One typical use of array-valued columns is when one known entity has multiple values for a single attribute, a match on any of which is acceptable. For example one person may have multiple telephone numbers or an address history, or even multiple names (married/unmarried names, aliases, etc). While exploding the records outside of splink and post-processing matches is one alternative to array-valued columns, this affects match probabilities and may create memory challenges.

Currently the only way to compare array-valued columns is to use the array_intersect functions, which require exact matches among the elements of the array.

However, in many circumstances, these values are prone to error and fuzzy matching may be required to identify matches.

Describe the solution you'd like

I propose a family of matching functions of the form array_min_sim(x, y, simtype) and array_max_sim(x,y,simtype). Here x and y are arrays, and "simtype" is a string identifying one of the existing fuzzy string comparison metrics (alternatively, a separate array function could be implemented for each metric).

The semantics would be to return the maximum or minimum similarity (alternatively, distance) between an element of array x and an element of array y. These max/min similarities could be thresholded to get comparison levels.

I'm not sure what the best implementation of this would be. Duckdb may allow an implementation using an iterated call to list_reduce. For example, for array_min_sim, the underlying code could be a list_reduce applied to [Infinity,x] (Infinity prepended to x), with reduce function (a, b) -> min(a, list_reduce( [Infinity,y], (c,d) -> min(c, dist(b,d ) ) .

Alternatively, the arrays could be exploded locally and a full cartesian product could be constructed temporarily (with no other variables to reduce memory overhead), the string comparison run on on the expanded data, then aggregated with min/max; I believe this is similar to what is/was being considered for array valued blocking keys (#1448) (though I can't say I understand the internals enough to understand if this will work!)

Describe alternatives you've considered

Un-nesting the data before running splink and post-processing is one option, but this affects m-values and creates memory challenges via duplicated records.

Using array intersections as another alternative, but it demands exact matching.

Additional context

Sam Kaufman · Answer 1 · Fri Feb 23 2024 10:15:10 GMT+0800 (China Standard Time)

Adding similar requests #1582 and #1337

Robin Linacre · Answer 2 · Fri Feb 23 2024 16:49:45 GMT+0800 (China Standard Time)

Yeah - so we've been experimenting with these new duckdb functions too.

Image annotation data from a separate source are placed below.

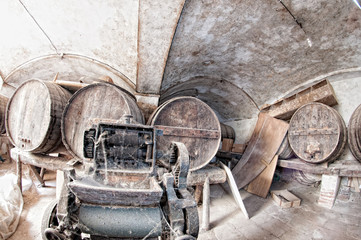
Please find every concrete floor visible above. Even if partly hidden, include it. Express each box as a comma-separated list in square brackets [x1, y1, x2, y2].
[0, 159, 361, 240]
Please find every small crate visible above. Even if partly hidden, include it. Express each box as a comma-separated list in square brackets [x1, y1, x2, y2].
[271, 189, 301, 208]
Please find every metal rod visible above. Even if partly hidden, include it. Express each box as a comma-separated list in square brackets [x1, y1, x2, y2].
[16, 154, 23, 193]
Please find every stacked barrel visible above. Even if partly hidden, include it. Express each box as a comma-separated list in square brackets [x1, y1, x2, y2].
[0, 79, 222, 171]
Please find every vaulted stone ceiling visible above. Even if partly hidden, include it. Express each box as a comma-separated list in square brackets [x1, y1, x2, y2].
[161, 0, 361, 119]
[0, 0, 361, 125]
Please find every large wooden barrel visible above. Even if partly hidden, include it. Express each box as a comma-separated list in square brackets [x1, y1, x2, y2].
[149, 97, 221, 171]
[5, 79, 71, 153]
[348, 105, 361, 162]
[61, 82, 144, 160]
[0, 95, 9, 134]
[288, 103, 346, 163]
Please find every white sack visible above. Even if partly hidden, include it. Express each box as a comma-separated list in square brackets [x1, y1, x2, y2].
[0, 173, 24, 240]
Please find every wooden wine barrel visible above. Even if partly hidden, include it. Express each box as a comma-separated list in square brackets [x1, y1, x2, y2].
[288, 103, 346, 163]
[149, 97, 221, 171]
[61, 82, 144, 160]
[0, 95, 9, 134]
[221, 123, 236, 141]
[276, 134, 294, 159]
[5, 79, 71, 153]
[348, 105, 361, 162]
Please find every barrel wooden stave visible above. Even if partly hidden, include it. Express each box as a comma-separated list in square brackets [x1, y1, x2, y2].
[221, 123, 236, 141]
[5, 79, 71, 153]
[347, 105, 361, 162]
[61, 83, 144, 160]
[0, 95, 9, 134]
[149, 97, 221, 171]
[288, 103, 346, 163]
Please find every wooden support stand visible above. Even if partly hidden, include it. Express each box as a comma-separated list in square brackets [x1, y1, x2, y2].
[278, 159, 361, 208]
[10, 148, 70, 190]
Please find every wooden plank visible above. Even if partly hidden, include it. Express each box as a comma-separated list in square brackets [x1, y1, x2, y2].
[222, 138, 234, 152]
[278, 159, 361, 177]
[262, 79, 338, 120]
[10, 148, 70, 171]
[155, 125, 220, 139]
[232, 144, 247, 153]
[271, 189, 301, 208]
[232, 113, 288, 188]
[247, 155, 278, 198]
[187, 165, 227, 186]
[220, 163, 249, 219]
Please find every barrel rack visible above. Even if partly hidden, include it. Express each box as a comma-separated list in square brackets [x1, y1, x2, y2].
[277, 158, 361, 177]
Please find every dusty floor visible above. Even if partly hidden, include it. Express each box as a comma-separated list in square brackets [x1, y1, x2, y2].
[0, 159, 361, 240]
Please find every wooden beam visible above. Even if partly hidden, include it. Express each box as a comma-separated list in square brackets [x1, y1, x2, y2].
[10, 148, 70, 171]
[247, 155, 278, 198]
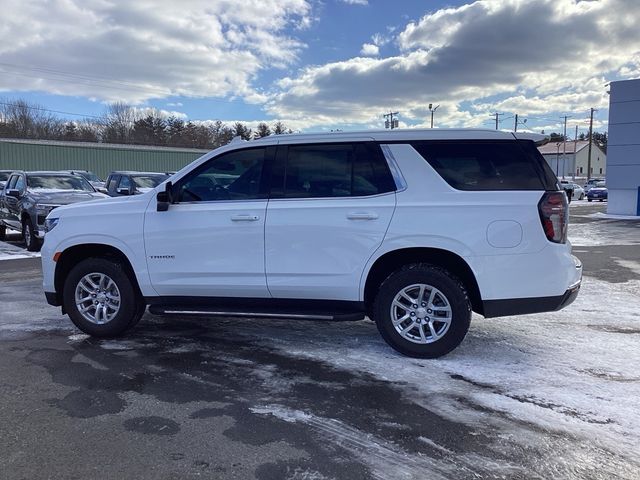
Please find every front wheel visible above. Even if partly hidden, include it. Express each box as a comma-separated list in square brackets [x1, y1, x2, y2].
[374, 264, 471, 358]
[63, 258, 145, 338]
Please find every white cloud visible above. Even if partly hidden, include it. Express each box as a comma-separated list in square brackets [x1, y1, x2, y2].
[0, 0, 311, 103]
[360, 43, 380, 57]
[267, 0, 640, 126]
[132, 107, 188, 120]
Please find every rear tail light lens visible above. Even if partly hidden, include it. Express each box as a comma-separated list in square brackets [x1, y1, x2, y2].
[538, 192, 569, 243]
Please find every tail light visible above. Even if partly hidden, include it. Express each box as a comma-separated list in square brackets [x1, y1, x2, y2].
[538, 192, 569, 243]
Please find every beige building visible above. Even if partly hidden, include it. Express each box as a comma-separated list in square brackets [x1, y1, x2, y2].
[538, 140, 607, 178]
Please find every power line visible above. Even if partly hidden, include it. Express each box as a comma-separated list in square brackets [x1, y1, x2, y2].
[382, 112, 398, 130]
[0, 102, 102, 120]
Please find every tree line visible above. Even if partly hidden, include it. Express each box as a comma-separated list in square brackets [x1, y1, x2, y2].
[0, 100, 292, 149]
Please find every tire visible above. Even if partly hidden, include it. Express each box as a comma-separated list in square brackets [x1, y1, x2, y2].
[22, 217, 40, 252]
[62, 258, 146, 338]
[374, 263, 471, 358]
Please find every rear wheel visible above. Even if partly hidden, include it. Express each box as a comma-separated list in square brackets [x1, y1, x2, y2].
[22, 217, 40, 252]
[63, 258, 145, 338]
[374, 264, 471, 358]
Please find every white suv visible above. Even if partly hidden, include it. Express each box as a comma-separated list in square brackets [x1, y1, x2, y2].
[42, 130, 582, 357]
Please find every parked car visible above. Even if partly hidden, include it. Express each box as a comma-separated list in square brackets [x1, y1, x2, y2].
[584, 178, 605, 193]
[106, 172, 170, 197]
[42, 129, 582, 357]
[0, 171, 106, 252]
[0, 170, 13, 191]
[63, 170, 106, 193]
[587, 182, 609, 202]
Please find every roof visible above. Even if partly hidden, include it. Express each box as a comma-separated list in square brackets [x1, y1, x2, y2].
[538, 140, 597, 155]
[250, 128, 513, 144]
[109, 170, 168, 176]
[7, 169, 79, 177]
[0, 138, 209, 153]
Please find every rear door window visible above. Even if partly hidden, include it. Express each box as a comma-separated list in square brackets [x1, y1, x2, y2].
[107, 175, 120, 192]
[271, 143, 395, 198]
[412, 140, 557, 190]
[13, 175, 26, 192]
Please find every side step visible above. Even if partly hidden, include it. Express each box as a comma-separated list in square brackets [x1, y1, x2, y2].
[149, 304, 364, 321]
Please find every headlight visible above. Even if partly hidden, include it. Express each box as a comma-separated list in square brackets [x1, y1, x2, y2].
[44, 217, 60, 233]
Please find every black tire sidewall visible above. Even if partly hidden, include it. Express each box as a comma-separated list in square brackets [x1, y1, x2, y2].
[62, 258, 142, 338]
[374, 266, 471, 358]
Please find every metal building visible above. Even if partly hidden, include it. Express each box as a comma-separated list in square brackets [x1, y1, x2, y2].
[607, 79, 640, 216]
[0, 138, 207, 178]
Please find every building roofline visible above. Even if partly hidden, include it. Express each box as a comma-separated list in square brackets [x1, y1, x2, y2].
[0, 138, 210, 154]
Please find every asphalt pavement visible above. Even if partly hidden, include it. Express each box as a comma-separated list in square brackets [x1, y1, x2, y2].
[0, 204, 640, 480]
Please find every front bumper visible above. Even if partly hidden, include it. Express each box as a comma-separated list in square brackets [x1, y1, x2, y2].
[44, 292, 62, 307]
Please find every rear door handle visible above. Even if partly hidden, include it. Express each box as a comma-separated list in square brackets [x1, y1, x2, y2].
[347, 212, 378, 220]
[231, 215, 260, 222]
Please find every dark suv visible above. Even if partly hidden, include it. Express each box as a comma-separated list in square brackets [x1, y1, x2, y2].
[106, 172, 170, 197]
[0, 172, 106, 252]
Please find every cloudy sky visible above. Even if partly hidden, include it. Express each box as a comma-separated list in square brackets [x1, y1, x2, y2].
[0, 0, 640, 134]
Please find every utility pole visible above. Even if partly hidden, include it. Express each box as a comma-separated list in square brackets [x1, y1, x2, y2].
[587, 108, 595, 180]
[562, 115, 571, 178]
[491, 112, 504, 130]
[429, 103, 440, 128]
[573, 125, 578, 180]
[382, 112, 398, 130]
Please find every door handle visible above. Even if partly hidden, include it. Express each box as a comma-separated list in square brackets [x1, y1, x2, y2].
[347, 212, 378, 220]
[231, 215, 260, 222]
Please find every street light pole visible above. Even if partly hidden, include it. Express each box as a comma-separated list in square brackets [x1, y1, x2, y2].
[429, 103, 440, 128]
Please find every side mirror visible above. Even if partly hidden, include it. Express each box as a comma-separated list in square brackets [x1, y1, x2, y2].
[156, 182, 173, 212]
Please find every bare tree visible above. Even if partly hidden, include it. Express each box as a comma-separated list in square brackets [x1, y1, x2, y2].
[101, 102, 138, 143]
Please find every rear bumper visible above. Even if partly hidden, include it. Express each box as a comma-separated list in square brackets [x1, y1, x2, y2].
[483, 282, 580, 318]
[482, 256, 582, 318]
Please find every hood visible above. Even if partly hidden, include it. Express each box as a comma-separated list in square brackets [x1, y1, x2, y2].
[29, 188, 107, 205]
[50, 189, 149, 216]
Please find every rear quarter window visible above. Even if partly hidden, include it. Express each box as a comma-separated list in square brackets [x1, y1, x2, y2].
[411, 140, 557, 191]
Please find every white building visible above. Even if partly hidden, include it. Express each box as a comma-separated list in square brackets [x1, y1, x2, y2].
[538, 140, 607, 182]
[607, 79, 640, 216]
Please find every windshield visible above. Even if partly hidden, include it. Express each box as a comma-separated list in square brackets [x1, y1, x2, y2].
[27, 175, 95, 192]
[131, 175, 169, 188]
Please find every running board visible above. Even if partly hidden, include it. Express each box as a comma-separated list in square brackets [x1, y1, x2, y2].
[149, 305, 364, 321]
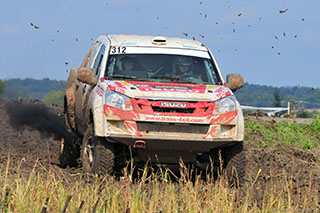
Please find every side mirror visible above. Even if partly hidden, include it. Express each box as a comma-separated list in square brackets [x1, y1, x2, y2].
[227, 73, 244, 92]
[77, 67, 98, 85]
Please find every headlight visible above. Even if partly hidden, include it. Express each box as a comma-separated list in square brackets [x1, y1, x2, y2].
[214, 96, 237, 113]
[106, 91, 132, 111]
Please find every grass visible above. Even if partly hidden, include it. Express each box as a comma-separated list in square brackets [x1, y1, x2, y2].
[0, 158, 318, 212]
[0, 117, 320, 213]
[245, 116, 320, 149]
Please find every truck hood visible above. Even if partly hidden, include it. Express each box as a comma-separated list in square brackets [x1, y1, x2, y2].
[105, 80, 232, 101]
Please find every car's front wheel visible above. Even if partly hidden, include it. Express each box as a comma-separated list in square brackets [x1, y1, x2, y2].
[81, 124, 115, 175]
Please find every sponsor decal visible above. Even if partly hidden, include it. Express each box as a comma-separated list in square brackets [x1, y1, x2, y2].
[160, 102, 187, 108]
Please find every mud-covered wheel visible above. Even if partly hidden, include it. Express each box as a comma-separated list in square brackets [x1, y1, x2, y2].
[81, 124, 115, 175]
[59, 138, 80, 168]
[64, 97, 75, 132]
[223, 142, 246, 187]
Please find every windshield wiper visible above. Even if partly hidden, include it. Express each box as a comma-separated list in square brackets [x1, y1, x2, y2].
[150, 76, 197, 84]
[110, 75, 137, 79]
[150, 75, 175, 81]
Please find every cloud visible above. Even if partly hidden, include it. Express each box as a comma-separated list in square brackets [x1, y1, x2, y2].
[0, 24, 20, 33]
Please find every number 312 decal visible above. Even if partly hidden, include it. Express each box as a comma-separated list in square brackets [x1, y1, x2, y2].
[110, 46, 127, 54]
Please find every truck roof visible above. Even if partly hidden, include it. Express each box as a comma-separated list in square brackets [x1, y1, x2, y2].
[104, 35, 207, 51]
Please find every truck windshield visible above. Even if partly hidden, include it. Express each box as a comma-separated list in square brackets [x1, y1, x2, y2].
[105, 54, 221, 84]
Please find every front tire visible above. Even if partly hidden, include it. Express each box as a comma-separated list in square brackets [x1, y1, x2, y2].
[81, 124, 115, 175]
[223, 141, 246, 187]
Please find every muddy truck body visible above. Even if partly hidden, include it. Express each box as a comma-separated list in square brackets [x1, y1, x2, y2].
[64, 35, 244, 174]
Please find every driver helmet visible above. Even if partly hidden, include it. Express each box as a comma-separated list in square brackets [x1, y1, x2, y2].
[175, 56, 193, 72]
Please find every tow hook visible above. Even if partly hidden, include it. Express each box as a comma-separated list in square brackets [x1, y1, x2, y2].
[133, 140, 146, 149]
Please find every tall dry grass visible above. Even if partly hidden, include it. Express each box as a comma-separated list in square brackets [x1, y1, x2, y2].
[0, 158, 318, 212]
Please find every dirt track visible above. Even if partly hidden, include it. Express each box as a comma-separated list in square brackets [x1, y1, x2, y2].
[0, 99, 320, 197]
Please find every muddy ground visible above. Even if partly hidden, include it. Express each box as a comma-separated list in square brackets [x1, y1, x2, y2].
[0, 99, 320, 198]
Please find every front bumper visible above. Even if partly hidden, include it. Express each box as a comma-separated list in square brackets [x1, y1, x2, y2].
[104, 105, 243, 143]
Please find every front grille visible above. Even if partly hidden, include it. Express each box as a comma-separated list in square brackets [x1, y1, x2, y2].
[152, 106, 195, 114]
[137, 121, 210, 134]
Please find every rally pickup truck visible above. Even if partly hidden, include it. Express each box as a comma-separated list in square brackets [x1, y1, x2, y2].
[64, 35, 244, 175]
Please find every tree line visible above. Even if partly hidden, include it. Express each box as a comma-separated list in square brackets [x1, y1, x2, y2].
[0, 78, 320, 108]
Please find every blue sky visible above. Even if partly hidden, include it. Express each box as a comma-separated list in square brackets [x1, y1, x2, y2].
[0, 0, 320, 87]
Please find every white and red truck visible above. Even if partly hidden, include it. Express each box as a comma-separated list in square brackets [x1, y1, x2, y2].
[64, 35, 244, 174]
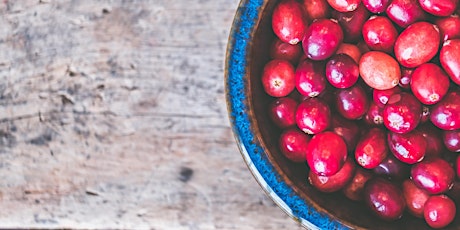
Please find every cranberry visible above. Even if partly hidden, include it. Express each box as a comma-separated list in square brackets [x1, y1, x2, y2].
[386, 0, 426, 28]
[411, 158, 455, 194]
[372, 154, 410, 181]
[270, 38, 302, 65]
[342, 167, 372, 201]
[296, 98, 331, 134]
[394, 22, 441, 68]
[362, 16, 398, 53]
[279, 128, 311, 162]
[336, 84, 369, 119]
[332, 4, 370, 42]
[430, 91, 460, 130]
[410, 63, 450, 105]
[302, 19, 343, 60]
[388, 130, 427, 164]
[295, 59, 327, 97]
[383, 92, 422, 133]
[402, 179, 430, 218]
[364, 178, 405, 220]
[435, 15, 460, 41]
[326, 54, 359, 89]
[355, 128, 388, 169]
[268, 97, 298, 128]
[439, 39, 460, 85]
[307, 131, 347, 176]
[262, 59, 295, 97]
[418, 0, 458, 17]
[308, 159, 356, 193]
[272, 0, 307, 45]
[423, 195, 457, 228]
[359, 51, 401, 90]
[442, 129, 460, 153]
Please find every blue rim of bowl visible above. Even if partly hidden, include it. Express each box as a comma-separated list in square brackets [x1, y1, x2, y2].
[225, 0, 350, 229]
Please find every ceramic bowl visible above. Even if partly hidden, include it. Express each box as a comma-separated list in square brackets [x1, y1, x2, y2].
[225, 0, 460, 230]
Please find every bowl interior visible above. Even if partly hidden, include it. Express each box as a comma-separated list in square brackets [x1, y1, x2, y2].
[248, 0, 460, 229]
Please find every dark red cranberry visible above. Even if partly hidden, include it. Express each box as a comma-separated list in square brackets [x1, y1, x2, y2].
[302, 19, 343, 60]
[270, 38, 303, 65]
[342, 167, 372, 201]
[272, 0, 307, 45]
[388, 130, 427, 164]
[355, 128, 389, 169]
[394, 22, 441, 68]
[418, 0, 458, 17]
[268, 97, 298, 128]
[307, 131, 347, 176]
[423, 195, 457, 228]
[326, 54, 359, 89]
[402, 179, 430, 218]
[442, 129, 460, 153]
[296, 98, 331, 134]
[435, 15, 460, 41]
[410, 63, 450, 105]
[430, 91, 460, 130]
[383, 92, 422, 133]
[336, 84, 369, 119]
[411, 158, 455, 194]
[439, 39, 460, 85]
[262, 59, 295, 97]
[362, 16, 398, 53]
[386, 0, 426, 28]
[308, 159, 356, 193]
[332, 4, 370, 43]
[372, 154, 410, 181]
[279, 128, 311, 162]
[364, 177, 406, 221]
[295, 59, 327, 97]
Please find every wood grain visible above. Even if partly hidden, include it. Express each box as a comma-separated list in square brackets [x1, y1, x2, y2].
[0, 0, 306, 229]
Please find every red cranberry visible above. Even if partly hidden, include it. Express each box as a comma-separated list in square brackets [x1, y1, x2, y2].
[388, 130, 427, 164]
[418, 0, 458, 17]
[430, 91, 460, 130]
[268, 97, 298, 128]
[296, 98, 331, 134]
[386, 0, 426, 28]
[308, 159, 356, 193]
[270, 38, 303, 65]
[402, 179, 430, 218]
[364, 178, 405, 221]
[383, 92, 422, 133]
[295, 59, 327, 97]
[342, 167, 372, 201]
[423, 195, 457, 228]
[332, 4, 370, 42]
[411, 63, 450, 105]
[336, 84, 369, 119]
[439, 39, 460, 85]
[442, 129, 460, 153]
[355, 128, 388, 169]
[394, 22, 441, 68]
[279, 128, 311, 162]
[302, 19, 343, 60]
[362, 16, 398, 53]
[326, 54, 359, 89]
[272, 0, 307, 45]
[411, 158, 455, 194]
[359, 51, 401, 90]
[435, 15, 460, 41]
[307, 131, 347, 176]
[262, 59, 295, 97]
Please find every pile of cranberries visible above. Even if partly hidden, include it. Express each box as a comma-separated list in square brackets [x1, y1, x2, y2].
[261, 0, 460, 228]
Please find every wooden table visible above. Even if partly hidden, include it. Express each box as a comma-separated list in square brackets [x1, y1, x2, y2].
[0, 0, 300, 229]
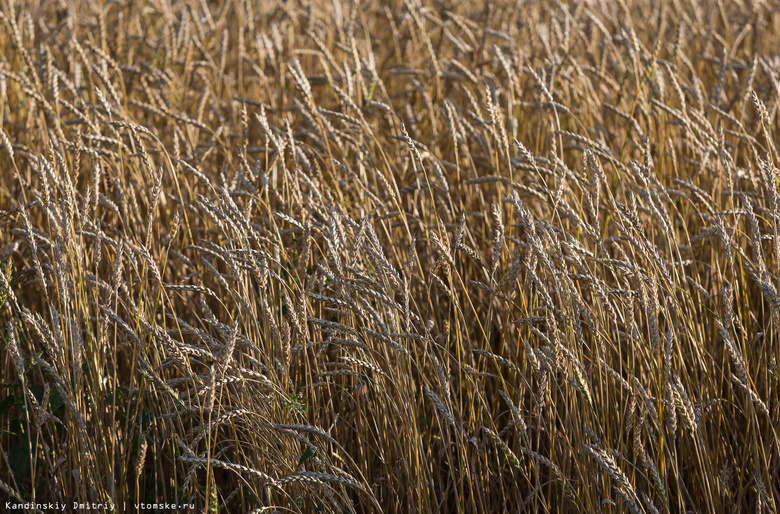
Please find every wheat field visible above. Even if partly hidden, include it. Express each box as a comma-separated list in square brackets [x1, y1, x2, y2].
[0, 0, 780, 514]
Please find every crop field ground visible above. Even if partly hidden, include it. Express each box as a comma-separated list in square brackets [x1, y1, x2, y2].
[0, 0, 780, 514]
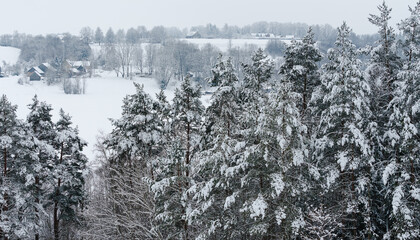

We plan to include a function in the comparison library/comparison level library eventually, but for the moment you can do it using custom sql. Here's some pointers if you didn't work it out already:

https://gist.github.com/RobinL/d8a84f7a31fa7cb17dafb05c94518225
https://moj-analytical-services.github.io/splink/topic_guides/comparisons/customising_comparisons.html?h=custom#method-4-providing-the-spec-as-a-dictionary

Sam Kaufman · Answer 3 · Fri Feb 23 2024 23:54:57 GMT+0800 (China Standard Time)

Thanks, that may be a neater approach. Do you have any idea how to make this work on spark? I see there are similar array functions, and will experiment with some.

ADBond · Answer 4 · Sat Feb 24 2024 00:15:30 GMT+0800 (China Standard Time)

For spark we define a custom udf DualArrayExplode in the included jar which performs the Cartesian product of arrays. So the sort of SQL you would use would be, for example:

ARRAY_MIN(
    TRANSFORM(DUALARRAYEXPLODE(name_l, name_r), x -> LEVENSHTEIN(x['_1'], x['_2']))
) <= 2

Sam Kaufman · Answer 5 · Sat Feb 24 2024 01:51:24 GMT+0800 (China Standard Time)

Thanks. Following Robin's sample code, I think udf's can be avoided with an iterated transform to do the cartesian product (a little easier to understand than my iterated reduce proposal, though it involves one extra array operation and possibly intermediate storage). The approach can be put together as something like this:

ARRAY_MIN( 
     TRANSFORM(      
                    FLATTEN( TRANSFORM(name_l, a -> TRANSFORM( name_r, b -> [a,b] ) )) -- make list of pairs 
                    , p -> LEVENSHTEIN(p[1],p[2]) )  -- calc distance between elements of each pair
) -- take minimum

Zeb Burke-Conte · Answer 6 · Sat Mar 02 2024 06:06:15 GMT+0800 (China Standard Time)

I'm planning to work on a PR for this!